Sweeney was a teenager growing up in Arizona at that time. He remembers feeling a sense of wonder when he heard about Tillman's decision to give up his NFL career and the three-year, $3.6 million contract extension the Cardinals offered him. It was shortly after 9/11, and Tillman wanted to join the fight against Osama bin Laden and terrorism.
"That kind of sacrifice is not something you hear about on a regular basis, and I remember thinking I want to be like someone like that -- someone that puts the important things first," Sweeney said. "I mean, everything that comes with an NFL career has to be amazing. And yet, he put it on hold and wanted to be part of something bigger."
Sweeney works hard to make his life into something larger as well.
He's actively involved in helping other athletes (military vets, especially) get acquainted with sled hockey, one of the lesser-known Paralympic sports, compared to wheelchair basketball or swimming.
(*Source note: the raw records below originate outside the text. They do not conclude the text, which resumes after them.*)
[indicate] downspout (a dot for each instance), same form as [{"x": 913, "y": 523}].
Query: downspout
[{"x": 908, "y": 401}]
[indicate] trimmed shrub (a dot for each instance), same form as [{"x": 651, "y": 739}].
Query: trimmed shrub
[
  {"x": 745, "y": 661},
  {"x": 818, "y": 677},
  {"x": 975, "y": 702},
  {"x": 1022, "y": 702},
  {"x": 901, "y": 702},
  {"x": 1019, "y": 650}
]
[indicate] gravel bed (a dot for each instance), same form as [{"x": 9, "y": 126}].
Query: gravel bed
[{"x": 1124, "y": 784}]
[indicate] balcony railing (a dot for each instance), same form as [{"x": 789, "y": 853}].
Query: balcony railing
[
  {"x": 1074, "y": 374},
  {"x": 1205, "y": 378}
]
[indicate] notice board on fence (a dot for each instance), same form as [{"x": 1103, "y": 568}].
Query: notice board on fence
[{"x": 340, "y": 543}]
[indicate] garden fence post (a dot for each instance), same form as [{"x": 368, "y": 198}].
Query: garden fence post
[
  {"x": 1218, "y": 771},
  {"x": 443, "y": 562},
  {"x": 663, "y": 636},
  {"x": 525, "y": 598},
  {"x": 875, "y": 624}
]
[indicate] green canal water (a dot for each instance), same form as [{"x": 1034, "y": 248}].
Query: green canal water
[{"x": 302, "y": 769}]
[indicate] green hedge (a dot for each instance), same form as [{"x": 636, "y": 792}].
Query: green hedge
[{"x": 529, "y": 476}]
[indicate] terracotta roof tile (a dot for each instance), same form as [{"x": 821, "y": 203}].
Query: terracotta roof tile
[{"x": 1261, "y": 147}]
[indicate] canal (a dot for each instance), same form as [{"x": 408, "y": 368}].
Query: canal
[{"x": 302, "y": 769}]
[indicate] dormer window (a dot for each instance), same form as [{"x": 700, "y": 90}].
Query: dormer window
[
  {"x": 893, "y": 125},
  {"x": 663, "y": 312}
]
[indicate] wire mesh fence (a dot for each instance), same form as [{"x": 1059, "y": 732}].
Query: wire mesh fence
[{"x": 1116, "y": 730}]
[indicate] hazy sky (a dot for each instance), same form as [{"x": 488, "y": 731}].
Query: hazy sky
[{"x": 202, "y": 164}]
He's close to starting a team in Portland, Oregon, where he moved recently to be closer to his wife's family, and he hopes it will blossom into a regional league stretching all the way to Seattle. The day of the ESPYS, he plans to fly from a USA sled hockey camp in Buffalo, New York, where he's helping out, to L.A. to receive his award, then hop a red-eye hours later to be back in Buffalo in time for morning workouts. If that sounds beyond the call of duty, it shouldn't be surprising: It's the kind of effort that won him the Tillman Award in the first place.
Sweeney is also among the players featured in "Ice Warriors," a PBS documentary about the 2014 U.S. team's run to the gold medal in Sochi.
In the film, many of the players (Sweeney included) describe the personal recalibration they had to navigate due to their disability: What could they still do in life? Who could they become? What part of their old selves could they hold onto if they were able-bodied before? And what new and exciting things lie ahead, if you see things in a certain perspective?
Sweeney says in his case, sled hockey is a reminder of all the things he is still capable of -- not what he lost. He thinks of teammates who were born unable to walk and says, "At least I knew what it was like for part of my life."
"After being injured you think, 'What can I do now?' or 'What are my limitations?'" he said. "Being on the ice helped me feel better about myself. You're part of a unit again. Another thing a lot of us like about the sport is when you're disabled or in a wheelchair, physical contact is not something a lot of people think of participating in. But this game is full-contact, physical and full of excitement. It gives you a chance to get that aggression out. And when people watch it, they get a newfound respect for it."
Laughing now, Sweeney says he was talking to some NHL players at a practice rink one day, "and they told me, 'Hey. We watched your game. You guys get away with murder!'"
If you think about it, it's a radical notion that Sweeney is putting out there, this assertion that you can suffer a catastrophic injury and come out on the other side saying your life or worldview can actually be better.
But take him at his word. Listen to what he's found.
"It's funny, but when I'm out on the ice, the feeling is so awesome, it's almost like I'm back in high school flying around with the puck, laughing with my buddies, being part of a team again," he said. "What I found is hockey's hockey, whether you're playing it standing up or sitting down. Nothing's different between now and then -- I'm just skating a little different. What you find is you almost forget you're disabled for a while."